“I have met more locals with second homes, or weekend houses, than mortgages,” joked a foreigner as we sipped cappuccino in the April sunshine. She had said it with a smile on her face, but there was more truth in what she had said than humour.
She was from New York and really had that 24 hours a day 7 days a week spirit. She had come from life in the extreme fast lane of the Big Apple to the tortoise slow lane of the southern Adriatic. But that sentence got my thinking.
I started to add up the people who I know in Dubrovnik with a mortgage. Zero.
And the number I know with weekend or second homes. A dozen (at least).
She wasn’t wrong.
Holiday home with a view – Photo – Canva
It was something that hadn’t really crossed my mind before, but sometimes it takes fresh eyes to see through the fog.

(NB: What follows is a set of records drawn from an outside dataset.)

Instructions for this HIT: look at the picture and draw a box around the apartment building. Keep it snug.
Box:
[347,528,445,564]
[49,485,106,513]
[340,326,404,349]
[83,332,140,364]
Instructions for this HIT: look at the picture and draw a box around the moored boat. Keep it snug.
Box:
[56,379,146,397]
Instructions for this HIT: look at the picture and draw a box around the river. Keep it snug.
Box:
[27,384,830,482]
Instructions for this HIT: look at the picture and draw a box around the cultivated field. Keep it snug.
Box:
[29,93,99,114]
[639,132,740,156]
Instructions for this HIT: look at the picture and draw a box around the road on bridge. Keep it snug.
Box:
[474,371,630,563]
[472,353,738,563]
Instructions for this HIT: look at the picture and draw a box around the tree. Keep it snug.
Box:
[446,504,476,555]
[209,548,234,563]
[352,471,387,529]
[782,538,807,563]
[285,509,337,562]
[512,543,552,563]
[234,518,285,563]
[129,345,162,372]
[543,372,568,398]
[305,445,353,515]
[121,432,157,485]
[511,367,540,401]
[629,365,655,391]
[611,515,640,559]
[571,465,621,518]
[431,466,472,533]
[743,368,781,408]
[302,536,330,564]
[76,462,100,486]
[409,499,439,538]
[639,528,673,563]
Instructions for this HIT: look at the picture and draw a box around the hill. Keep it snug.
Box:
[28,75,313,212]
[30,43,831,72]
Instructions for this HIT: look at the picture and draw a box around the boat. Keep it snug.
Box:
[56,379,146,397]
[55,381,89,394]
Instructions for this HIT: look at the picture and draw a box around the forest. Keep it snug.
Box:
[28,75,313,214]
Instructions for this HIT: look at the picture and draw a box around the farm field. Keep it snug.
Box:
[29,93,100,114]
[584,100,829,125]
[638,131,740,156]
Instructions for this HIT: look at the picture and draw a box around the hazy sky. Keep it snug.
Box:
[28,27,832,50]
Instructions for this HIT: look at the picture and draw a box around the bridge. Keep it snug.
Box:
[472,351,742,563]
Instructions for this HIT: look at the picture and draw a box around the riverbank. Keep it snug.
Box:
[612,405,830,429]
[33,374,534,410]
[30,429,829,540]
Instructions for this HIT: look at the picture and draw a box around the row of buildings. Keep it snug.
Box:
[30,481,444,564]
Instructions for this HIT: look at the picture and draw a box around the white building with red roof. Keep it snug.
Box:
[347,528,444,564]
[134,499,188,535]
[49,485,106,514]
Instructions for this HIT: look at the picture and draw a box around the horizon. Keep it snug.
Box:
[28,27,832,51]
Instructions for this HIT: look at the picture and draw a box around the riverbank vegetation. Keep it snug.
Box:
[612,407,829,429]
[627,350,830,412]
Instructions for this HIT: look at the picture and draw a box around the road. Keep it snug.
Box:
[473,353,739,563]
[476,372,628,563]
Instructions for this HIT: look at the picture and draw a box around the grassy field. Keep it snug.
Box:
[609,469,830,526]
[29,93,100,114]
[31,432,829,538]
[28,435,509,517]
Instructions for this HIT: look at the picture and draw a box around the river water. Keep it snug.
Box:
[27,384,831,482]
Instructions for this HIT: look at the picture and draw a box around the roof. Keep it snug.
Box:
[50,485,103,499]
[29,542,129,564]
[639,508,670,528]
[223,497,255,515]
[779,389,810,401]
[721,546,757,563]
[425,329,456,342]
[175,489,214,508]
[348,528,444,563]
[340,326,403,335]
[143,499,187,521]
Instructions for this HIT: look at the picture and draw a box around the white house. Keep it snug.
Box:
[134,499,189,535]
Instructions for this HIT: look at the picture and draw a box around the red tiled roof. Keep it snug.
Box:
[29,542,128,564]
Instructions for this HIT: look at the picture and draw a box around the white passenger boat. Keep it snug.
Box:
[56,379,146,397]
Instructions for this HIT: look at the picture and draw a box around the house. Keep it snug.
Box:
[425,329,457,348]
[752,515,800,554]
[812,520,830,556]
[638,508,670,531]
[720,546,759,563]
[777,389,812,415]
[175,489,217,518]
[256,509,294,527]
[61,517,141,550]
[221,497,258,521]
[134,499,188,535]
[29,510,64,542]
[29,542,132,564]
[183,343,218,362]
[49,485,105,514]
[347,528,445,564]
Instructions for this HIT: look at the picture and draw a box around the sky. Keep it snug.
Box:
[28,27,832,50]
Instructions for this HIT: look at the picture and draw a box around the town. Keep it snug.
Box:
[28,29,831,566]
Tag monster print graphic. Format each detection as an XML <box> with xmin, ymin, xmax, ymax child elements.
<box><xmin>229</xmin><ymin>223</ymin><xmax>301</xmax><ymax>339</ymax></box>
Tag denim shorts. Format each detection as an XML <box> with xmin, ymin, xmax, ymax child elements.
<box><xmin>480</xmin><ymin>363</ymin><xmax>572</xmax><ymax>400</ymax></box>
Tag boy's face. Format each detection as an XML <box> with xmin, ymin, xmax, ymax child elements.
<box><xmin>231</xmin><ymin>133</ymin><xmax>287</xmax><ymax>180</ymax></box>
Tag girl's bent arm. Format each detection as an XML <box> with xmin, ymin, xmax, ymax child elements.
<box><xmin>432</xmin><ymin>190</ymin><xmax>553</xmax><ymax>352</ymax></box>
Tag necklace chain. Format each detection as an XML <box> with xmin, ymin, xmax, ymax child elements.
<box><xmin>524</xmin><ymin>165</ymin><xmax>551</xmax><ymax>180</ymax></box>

I then flipped it across the English Channel. In the UK the people who I know with a mortgage. Ten. The people I know with a second or weekend home. Zero.
A rather unexpected result, but true.
Almost 20 percent of Croatians have second homes
But why? How is this possible?
The vast majority of second home owners in the UK have them as a form of income. Only roughly 5 percent of people on the island have a second home, and almost 70 percent rent them out for a second income.
According to data from 2017 around 17 percent of Croatians have second homes. That’s over three times more than the Brits.
I dug deeper. And found a pattern. “One in six Europeans owns a second home, but the prevalence of second-home ownership varies significantly by country, with low rates of ownership in some of Europe’s richest countries like Germany,” stated one financial publication.
By far (and by some way) the country with the largest second home ownership in Europe is Greece. Incredibly, over 32 percent of Greeks own holiday homes.
Handed down from generation to generation – Photo – Canva
Circling back to Croatia I uncovered a statistic that backed up this theory and the reason for the lack of mortgages. In a report by the European Union about home ownership a massive 90 percent of Croatians own their own homes. In fact, this puts Croatia in third place in all of the EU. And which country was on the bottom of the list. Germany.
The deeper I investigated the more the opening sentence of my US friend was correct.
Less than 10 percent of Croatians have a mortgage
Only 9 percent of Croatian have household loans (mortgages) whilst over 37 percent of Brits have the same loans.
So basically 9 percent of Croatians have mortgages and 17 percent have second homes.
So, she was right. You have almost twice the chance of meeting somewhere with a weekend home as having a mortgage.
In the US, where my friend sipping coffee with me was from, only around 2 percent of people own second homes. And these tend to be the mega-rich. And over 64 percent of homeowners have a mortgage.
Could this be because it is much easier to get housing credit in the US, UK and Germany? Well, that’s possibly one factor. But a much, much more important one is, so-called, housing inheritance. One of my good friends in the UK bought his house from his grandmother! Yes, from his own grandmother. “If that happened in Croatia your grandmother would be in court for mistreatment,” joked my wife with them.
I clearly remember two sisters that we met on our recent two-month break in England. They had just bought a small house, again off their grandmother. “She was so kind and gave us a couple of thousand pounds discount so that we could buy a fridge, cooker and couch,” they said. This isn’t housing inheritance.
Both of these cases seem so odd for every local here that I have told that they simply don’t believe me. And both of these cases took mortgages to buy the properties.
Could Croatia be a case of “house-rich, cash-poor.” Possibly. However, this phrase is usually used with people with one home, not a second holiday home that could be rented out to tourists.
“Now, I come to think of it, you are right,” I answered my friend. And I did think about it a lot, as you can see.